Como todos os sistemas de climatização requerem uma taxa de renovação de ar para manutenção da qualidade do ar interior e para remover o calor latente, foram desenvolvidas as vigas frias ativas. Estas possuem integradas em sua estrutura o sistema de ventilação e, para maximizar o efeito de troca de ar na serpentina, adota-se o princípio de indução de ar. Esquematicamente é apresentada uma viga fria ativa na figura 3. Ar oriundo de uma unidade de tratamento de ar, ODA, denominado ar primário, é injetado em uma câmara plenum na viga fria, este ar é forçado através de pequenos orifícios em alta velocidade, gerando uma pressão negativa e consequentemente induzindo o ar do ambiente através da serpentina, onde sua temperatura é reduzida. Este ar do ambiente é chamado de ar secundário. O volume total de ar movimentado na viga fria passiva é a soma do ar primário e secundário.
As vigas frias devem operar com a temperatura da água acima do ponto de orvalho do ar secundário, evitando-se assim a condensação na serpentina. Usualmente o ar primário também é injetado a temperaturas acima do ponto de orvalho, todavia, é possível operar abaixo desta temperatura quando se isolam as superfícies da caixa plenum em contato com o ar do ambiente.
Devido ao fato de vigas frias operarem com serpentinas secas, elimina-se a formação de biofilmes e, consequentemente, a aderência de partículas em sua superfície. Historicamente, da análise de diversas instalações existentes, operadas de modo correto, observou-se que é possível obter intervalos de manutenção de até cinco anos. A manutenção destas vigas é muito simples e consiste basicamente de limpeza das gelhas e verificação de válvulas de controle (quando há); não há ventiladores nem filtros a serem substituídos.
Sistemas de vigas frias podem ser instalados em praticamente qualquer tipo de ambiente.

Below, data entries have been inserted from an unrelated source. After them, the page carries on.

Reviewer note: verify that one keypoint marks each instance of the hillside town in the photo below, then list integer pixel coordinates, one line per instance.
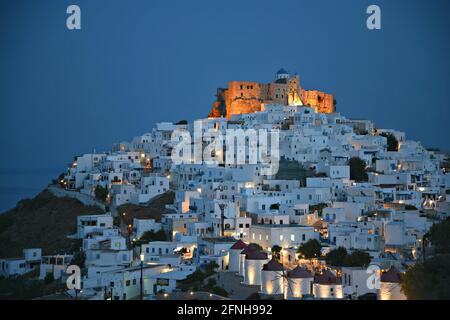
(331, 208)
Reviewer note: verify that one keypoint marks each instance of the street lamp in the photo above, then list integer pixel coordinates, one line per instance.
(142, 267)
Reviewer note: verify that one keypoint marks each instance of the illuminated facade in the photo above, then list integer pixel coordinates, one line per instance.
(243, 97)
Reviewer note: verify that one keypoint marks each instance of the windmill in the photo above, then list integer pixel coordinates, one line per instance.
(222, 207)
(282, 281)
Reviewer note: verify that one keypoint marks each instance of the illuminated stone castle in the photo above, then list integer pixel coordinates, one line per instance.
(248, 97)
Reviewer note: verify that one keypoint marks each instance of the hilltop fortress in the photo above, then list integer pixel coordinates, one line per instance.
(247, 97)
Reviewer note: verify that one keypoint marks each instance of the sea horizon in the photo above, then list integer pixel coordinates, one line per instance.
(17, 184)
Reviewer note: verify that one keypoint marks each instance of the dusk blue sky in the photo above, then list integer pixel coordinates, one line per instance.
(135, 63)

Não são recomendadas para instalações que requeiram altos volumes de ar de renovação ou com geração de calor latente nos mesmos níveis do calor sensível.

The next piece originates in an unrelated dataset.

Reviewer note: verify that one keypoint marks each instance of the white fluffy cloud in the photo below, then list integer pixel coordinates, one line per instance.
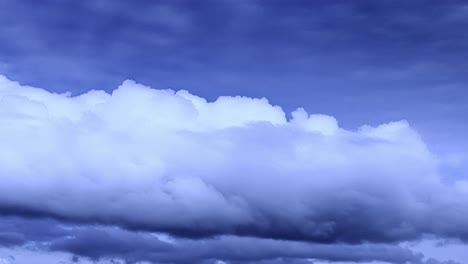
(171, 161)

Ciclo de vida de uma instalação de vigas frias
A análise de investimento em um sistema de climatização não deve ser baseada exclusivamente nos custos iniciais de aquisição dos equipamentos. É preciso analisar o custo do ciclo de vida da instalação, considerado todos os custos de aquisição, transporte, instalação, operação e manutenção (Howell et all, 2009). Um dado que merece ser considerado quando se opta por vigas frias é o ganho de pé direito, uma vez que a dimensão dos dutos de ar é reduzida (quando comparado a sistemas todo ar), permite-se andares com menor altura (redução da distância entre forro e laje). Em um edifício de 10 pavimentos o ganho pode ser de até um piso adicional (Adolph et al, 2013). Devido a este ganho potencial, vigas frias têm sido largamente empregadas na costa noroeste americana, onde há limitações para altura de edifícios em determinadas zonas, como na cidade de Washington, onde nenhum edifício pode ser mais alto que o Capitólio.

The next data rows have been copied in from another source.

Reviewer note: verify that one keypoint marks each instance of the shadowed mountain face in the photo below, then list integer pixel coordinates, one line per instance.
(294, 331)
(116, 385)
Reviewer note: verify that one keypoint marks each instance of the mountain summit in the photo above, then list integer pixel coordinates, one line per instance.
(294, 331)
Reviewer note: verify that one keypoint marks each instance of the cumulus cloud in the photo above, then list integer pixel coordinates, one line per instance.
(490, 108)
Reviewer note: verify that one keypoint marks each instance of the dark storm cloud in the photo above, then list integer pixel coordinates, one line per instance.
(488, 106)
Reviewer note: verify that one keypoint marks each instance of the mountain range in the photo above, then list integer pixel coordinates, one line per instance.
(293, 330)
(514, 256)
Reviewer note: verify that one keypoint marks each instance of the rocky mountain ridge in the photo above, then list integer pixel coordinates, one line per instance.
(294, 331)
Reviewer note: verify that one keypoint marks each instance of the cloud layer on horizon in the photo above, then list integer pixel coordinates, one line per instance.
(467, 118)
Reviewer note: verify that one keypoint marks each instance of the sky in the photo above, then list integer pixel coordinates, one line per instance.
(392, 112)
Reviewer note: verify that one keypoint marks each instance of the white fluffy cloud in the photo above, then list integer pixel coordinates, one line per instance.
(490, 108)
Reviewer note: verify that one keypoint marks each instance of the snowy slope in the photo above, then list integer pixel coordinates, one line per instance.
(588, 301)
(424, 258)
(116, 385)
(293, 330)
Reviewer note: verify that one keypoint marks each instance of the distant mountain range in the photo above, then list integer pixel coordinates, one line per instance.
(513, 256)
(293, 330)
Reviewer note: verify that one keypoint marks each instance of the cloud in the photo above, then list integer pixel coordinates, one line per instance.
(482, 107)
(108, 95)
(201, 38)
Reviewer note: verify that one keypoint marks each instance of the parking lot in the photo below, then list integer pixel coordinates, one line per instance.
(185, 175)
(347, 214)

Considerações para projeto de um sistema ar-água
O projeto de vigas frias deve ser realizado com base em cálculos realistas de carga térmica e devem ser realizadas simulações de cargas com auxílio de softwares. Essa afirmação não é válida apenas para projetos de vigas frias. Sistemas superdimensionados têm custo inicial e de operação maiores, podendo ter condições de conforto piores, pois tendem a ter maior movimentação de ar e consequentemente correntes de ar na zona de conforto. Algo que deve ser discutido, já no início do projeto, são mecanismos para reduzir a carga térmica excessiva por insolação solar, como por exemplos: vidros especiais, sombreamento, entre outros.
Durante a seleção de vigas frias ativas, recomenda-se que não se eleve demasiadamente o volume de ar primário, para que as vantagens econômicas não sejam perdidas (ASHRAE). Uma alternativa é iniciar a seleção das vigas adotando como parâmetro os volumes de ar de renovação necessários para o ambiente. Caso seja possível atender a carga térmica mantendo os demais limites operacionais do equipamento, com baixas vazões é possível trabalhar diretamente com unidades dedicadas de ar exterior (DOAS, dedicated outside air systems). A vazão de ar primário deve ser exclusivamente para satisfazer critérios de conforto, renovação de ar e controlar a umidade do ambiente.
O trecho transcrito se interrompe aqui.